Spécialement conçu (main dans la main, on a l’impression à lire le texte qui encadre les planches de Taniguchi) pour un éditeur français – en l’occurrence Rue de Sèvres -, voilà une oeuvre que l’éminent mangaka avait en tête depuis très longtemps et qui devait d’ailleurs bénéficier d’un traitement au long cours sur au moins cinq albums. Une saga dont, coûte que coûte et face aux affres du temps et la progression de la maladie, n’a subsisté qu’un début comptant 42 planches qui résonne comme un éveil à la nature, à la contemplation d’un or vert qui n’a pas dit son dernier mot.

© Jiro Taniguchi chez Rue de Sèvres

En effet, si dans le déroulé, cette Forêt millénaire a des allures de conte post-apocalyptique (pas trop hein), elle laisse l’horreur à un Jean-Christophe Chauzy, par exemple, pour pratiquer l’émerveillement : de la colère de la terre, a surgi une forêt magique dont les pitons rocheux bien aiguisés semblent être le repaire d’animaux mythologiques pas si loin de pokémons anoblis. Et, au milieu de tout ça, il y a Wataru, jeune homme déphasé par un changement de vie radical : ses parents se séparent et de la ville qu’il ne connait que trop bien, le voilà au milieu d’une verdure luxuriante et d’un milieu à appréhender.
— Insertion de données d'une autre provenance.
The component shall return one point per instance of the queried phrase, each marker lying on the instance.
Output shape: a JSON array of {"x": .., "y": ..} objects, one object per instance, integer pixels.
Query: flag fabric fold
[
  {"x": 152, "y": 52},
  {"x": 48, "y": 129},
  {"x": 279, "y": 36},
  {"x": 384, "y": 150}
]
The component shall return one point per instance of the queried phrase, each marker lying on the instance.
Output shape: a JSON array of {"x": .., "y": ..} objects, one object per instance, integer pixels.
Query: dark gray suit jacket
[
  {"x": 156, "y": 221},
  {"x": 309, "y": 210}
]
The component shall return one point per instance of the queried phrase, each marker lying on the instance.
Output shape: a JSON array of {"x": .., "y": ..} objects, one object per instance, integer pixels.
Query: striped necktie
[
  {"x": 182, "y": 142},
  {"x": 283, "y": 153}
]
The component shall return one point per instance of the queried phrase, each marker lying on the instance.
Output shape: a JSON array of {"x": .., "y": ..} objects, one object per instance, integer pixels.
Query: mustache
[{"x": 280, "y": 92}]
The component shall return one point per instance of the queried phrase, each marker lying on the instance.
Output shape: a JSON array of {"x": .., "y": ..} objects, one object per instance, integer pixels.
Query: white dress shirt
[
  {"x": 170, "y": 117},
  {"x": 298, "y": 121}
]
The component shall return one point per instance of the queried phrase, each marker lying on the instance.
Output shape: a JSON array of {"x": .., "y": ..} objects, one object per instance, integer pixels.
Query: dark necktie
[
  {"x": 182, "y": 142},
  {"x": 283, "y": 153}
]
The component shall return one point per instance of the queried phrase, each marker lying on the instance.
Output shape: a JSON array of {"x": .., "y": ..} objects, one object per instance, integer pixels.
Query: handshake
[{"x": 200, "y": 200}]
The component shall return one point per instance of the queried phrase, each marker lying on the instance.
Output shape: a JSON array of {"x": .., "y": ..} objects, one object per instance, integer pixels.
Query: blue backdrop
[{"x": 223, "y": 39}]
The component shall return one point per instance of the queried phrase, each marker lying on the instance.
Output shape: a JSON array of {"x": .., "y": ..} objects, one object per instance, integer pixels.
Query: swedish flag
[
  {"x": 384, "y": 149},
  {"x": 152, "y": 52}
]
Et ce ne sont pas les gamins du village qui vont l’y aider !

Un des croquis préparatoire © Jiro Taniguchi

Quarante-deux planches, généreuses en pages-doubles, et c’est le début d’une histoire qui se tisse, à vue de cimes à n’en plus finir. Quarante-deux planches qui font office d’arbre pour cacher une forêt millénaire dont les lianes et les racines auraient pu suivre des chemins dont seuls Taniguchi avaient le secret, désormais enterré avec lui dans ses Quartiers Lointains. Reste que dans le malheur, il y a toujours un plaisir coupable qui éloigne un temps la tristesse d’avoir perdu quelqu’un qui n’avait pas tout dit, celui qu’aura chaque lecteur à prolonger ce récit, à en inventer des sens et des péripéties, des aventures. Dans ces planches à l’italienne, il y a toute une richesse à portée de main derrière cet inachèvement pourtant prometteur et magnifique, qui prouve s’il fallait encore, une dernière fois, à quel point Taniguchi était non seulement un génie, un créateur fantastique mais aussi un homme bien dans son monde et à l’écoute du vent de son époque.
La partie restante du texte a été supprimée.